20 C.F.R. § 416.1201(a)(1) provides: “If a property right cannot be liquidated, the property will not be considered a resource of the individual (or spouse).” In that regard, POMS SI 01120.010 provides when there is a legal bar to sale of property (e.g., if a co-owner legally blocks sale of jointly-owned property), we do not require an individual to undertake litigation in order to accomplish sale or access. The property is not a resource under such circumstances in a month if a legal bar exists as of the first moment of that month. Further, although conservatorship accounts are presumed to be available, that presumption may be rebutted with evidence showing otherwise. Examples of what constitutes evidence of unavailability are in POMS SI 01140.215B.2.

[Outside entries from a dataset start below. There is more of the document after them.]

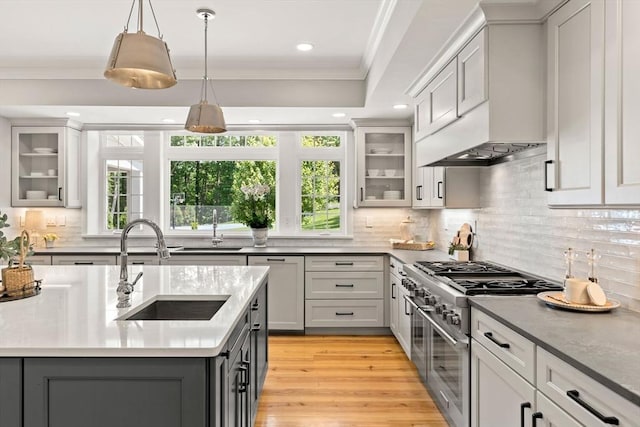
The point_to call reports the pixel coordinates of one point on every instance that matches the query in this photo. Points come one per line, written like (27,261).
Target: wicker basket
(19,280)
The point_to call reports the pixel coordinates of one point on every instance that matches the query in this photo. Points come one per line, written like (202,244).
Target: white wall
(516,228)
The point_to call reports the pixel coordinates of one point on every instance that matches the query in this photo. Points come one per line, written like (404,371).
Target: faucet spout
(215,239)
(124,287)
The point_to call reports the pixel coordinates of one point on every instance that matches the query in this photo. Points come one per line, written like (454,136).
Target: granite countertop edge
(615,386)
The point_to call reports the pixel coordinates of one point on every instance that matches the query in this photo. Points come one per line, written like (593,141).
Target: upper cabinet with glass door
(45,165)
(384,166)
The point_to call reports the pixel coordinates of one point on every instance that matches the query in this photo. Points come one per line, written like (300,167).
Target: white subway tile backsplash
(516,228)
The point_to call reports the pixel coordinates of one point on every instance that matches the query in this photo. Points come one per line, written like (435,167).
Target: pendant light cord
(140,17)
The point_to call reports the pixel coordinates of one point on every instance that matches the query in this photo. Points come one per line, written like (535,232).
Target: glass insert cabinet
(384,166)
(45,164)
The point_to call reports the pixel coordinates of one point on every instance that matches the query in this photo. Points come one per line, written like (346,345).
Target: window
(123,169)
(199,187)
(178,179)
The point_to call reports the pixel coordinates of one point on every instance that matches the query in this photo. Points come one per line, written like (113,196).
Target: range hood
(471,141)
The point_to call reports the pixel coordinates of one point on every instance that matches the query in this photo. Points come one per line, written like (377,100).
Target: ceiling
(366,54)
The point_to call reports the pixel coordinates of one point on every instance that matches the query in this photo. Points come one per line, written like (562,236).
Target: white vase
(259,237)
(460,255)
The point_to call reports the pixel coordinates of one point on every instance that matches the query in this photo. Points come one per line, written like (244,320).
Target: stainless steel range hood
(471,141)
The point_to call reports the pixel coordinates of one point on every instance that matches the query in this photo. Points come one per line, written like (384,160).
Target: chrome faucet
(216,240)
(124,287)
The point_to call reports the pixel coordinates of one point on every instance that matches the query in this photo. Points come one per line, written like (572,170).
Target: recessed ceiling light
(304,47)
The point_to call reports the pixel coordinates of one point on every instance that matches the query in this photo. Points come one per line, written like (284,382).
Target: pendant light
(138,60)
(205,117)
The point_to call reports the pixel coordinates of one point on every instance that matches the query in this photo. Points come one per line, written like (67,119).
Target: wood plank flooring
(340,381)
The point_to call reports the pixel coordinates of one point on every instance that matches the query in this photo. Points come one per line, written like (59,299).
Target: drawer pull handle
(575,396)
(534,418)
(522,408)
(489,335)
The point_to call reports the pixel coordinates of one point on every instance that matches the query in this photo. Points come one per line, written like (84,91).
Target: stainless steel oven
(441,323)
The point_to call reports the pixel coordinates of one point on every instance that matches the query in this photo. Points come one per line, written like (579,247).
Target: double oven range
(441,321)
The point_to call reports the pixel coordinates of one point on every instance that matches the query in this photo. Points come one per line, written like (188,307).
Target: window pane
(199,187)
(320,195)
(320,141)
(124,183)
(223,141)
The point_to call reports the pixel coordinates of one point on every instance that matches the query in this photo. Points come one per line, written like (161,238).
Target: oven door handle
(454,342)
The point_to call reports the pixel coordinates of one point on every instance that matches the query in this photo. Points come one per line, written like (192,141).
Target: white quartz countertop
(75,314)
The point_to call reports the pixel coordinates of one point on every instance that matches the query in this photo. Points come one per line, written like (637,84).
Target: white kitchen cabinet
(472,73)
(39,260)
(459,87)
(404,321)
(500,94)
(383,158)
(622,102)
(83,259)
(285,291)
(549,414)
(193,259)
(581,396)
(575,76)
(394,284)
(450,187)
(499,396)
(138,259)
(344,291)
(400,315)
(45,166)
(437,104)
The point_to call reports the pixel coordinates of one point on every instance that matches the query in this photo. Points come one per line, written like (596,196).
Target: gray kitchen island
(69,358)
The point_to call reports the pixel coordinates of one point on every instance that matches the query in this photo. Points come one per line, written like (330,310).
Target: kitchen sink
(178,309)
(209,249)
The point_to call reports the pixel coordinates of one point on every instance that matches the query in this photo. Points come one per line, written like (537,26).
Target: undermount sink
(210,249)
(178,309)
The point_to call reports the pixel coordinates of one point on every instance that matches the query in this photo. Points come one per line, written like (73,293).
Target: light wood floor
(339,381)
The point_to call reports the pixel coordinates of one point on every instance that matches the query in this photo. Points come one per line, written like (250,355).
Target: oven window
(447,366)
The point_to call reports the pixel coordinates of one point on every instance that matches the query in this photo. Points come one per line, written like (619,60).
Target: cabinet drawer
(396,267)
(337,313)
(552,415)
(329,285)
(509,346)
(342,263)
(83,260)
(39,260)
(555,378)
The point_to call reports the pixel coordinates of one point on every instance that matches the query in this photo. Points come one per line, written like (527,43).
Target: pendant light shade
(204,117)
(139,60)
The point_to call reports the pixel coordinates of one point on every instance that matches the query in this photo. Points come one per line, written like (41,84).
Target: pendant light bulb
(139,60)
(204,117)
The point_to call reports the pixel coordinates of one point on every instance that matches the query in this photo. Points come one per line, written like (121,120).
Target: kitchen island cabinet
(77,363)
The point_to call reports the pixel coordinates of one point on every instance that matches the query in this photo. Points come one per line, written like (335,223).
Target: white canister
(575,291)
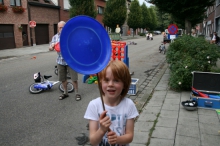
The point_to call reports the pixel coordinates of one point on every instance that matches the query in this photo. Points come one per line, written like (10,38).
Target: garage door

Social Security’s Program Operations Manual System (POMS) describes property ownership at SI 01110.500 as follows:
A. Introduction
Ownership interests in property, whether real or personal, can occur in various types and forms. Since the type and form of ownership may affect the value of property and even its status as a resource, they are significant in determining resources eligibility.
B. Description — Types Of Ownership
1. SOLE VS. SHARED OWNERSHIP
An individual may have sole ownership of a property or may share its ownership with others. See SI 01110.510.
2. FEE SIMPLE OWNERSHIP
Fee simple ownership, which relates only to real property, is completely free of conditions imposed by others. See SI 01110.515 A.1. [See O.C.G.A. § 44-6-20]
3. LESS THAN FEE SIMPLE OWNERSHIP
a. A life estate interest conveys ownership of limited duration. See SI 01110.515 A.2. and B.
b. Equitable ownership can occur when an individual does not have legal title to property. See SI 01110.515 A.2.b. and C. [The table at POMS SI 01140.120 is used to value a life estate]
4. PROPERTY RIGHTS WITHOUT OWNERSHIP
a. A leasehold conveys a time-limited control of property but not ownership of it. See SI 01110.520 B.1.
b. An incorporeal interest in property is a right to use the property but without any right to possess it or sell it. See SI 01110.520 B.2.
C. Operating Policy — Variance In State Laws With Respect To Ownership
The explanations of ownership in the following sections represent general legal principles. However, specific points may vary with State law and issues may have to be reviewed by the Regional Office and/or Regional Counsel.
POMS SI 01140.110 describes other property rights such as mineral rights, timber rights, life estates, etc. Caseworkers are instructed to treat the items in A. above as real property and develop ownership and value per SI 01140.100. The Denver office includes a detailed description of life estates as “an ownership interest in real property. The right of ownership exists for the lifetime of an individual or individuals. Upon the death of the individual(s) the ownership passes to the “remainderman.” The owner(s) of a life estate is called a “life tenant” or “tenant for life.” An individual who merely has the right to use property, e.g., an adult child promises a parent the right to live in a home for the rest of the parent’s life, does not have an ownership interest. One distinguishing factor is that a life estate may be sold or otherwise transferred. Permissive use, however, would not be a legally transferable right, i.e., the parent may not sell the parent’s permissive right to live in the home to a third party.” See SI DEN01140.110; see also SI ATL01110.516. If the life estate holder retains the power to sell the property, its value as a resource is its full equity value. See POMS SI 01140.110.B.4.
With respect to real property, if the individual is making reasonable, but unsuccessful attempts to sell, then the property may be excluded under POMS SI 01130.140. Unsuccessful attempts to sell suggest the value is overstated. POMS SI 01140.044.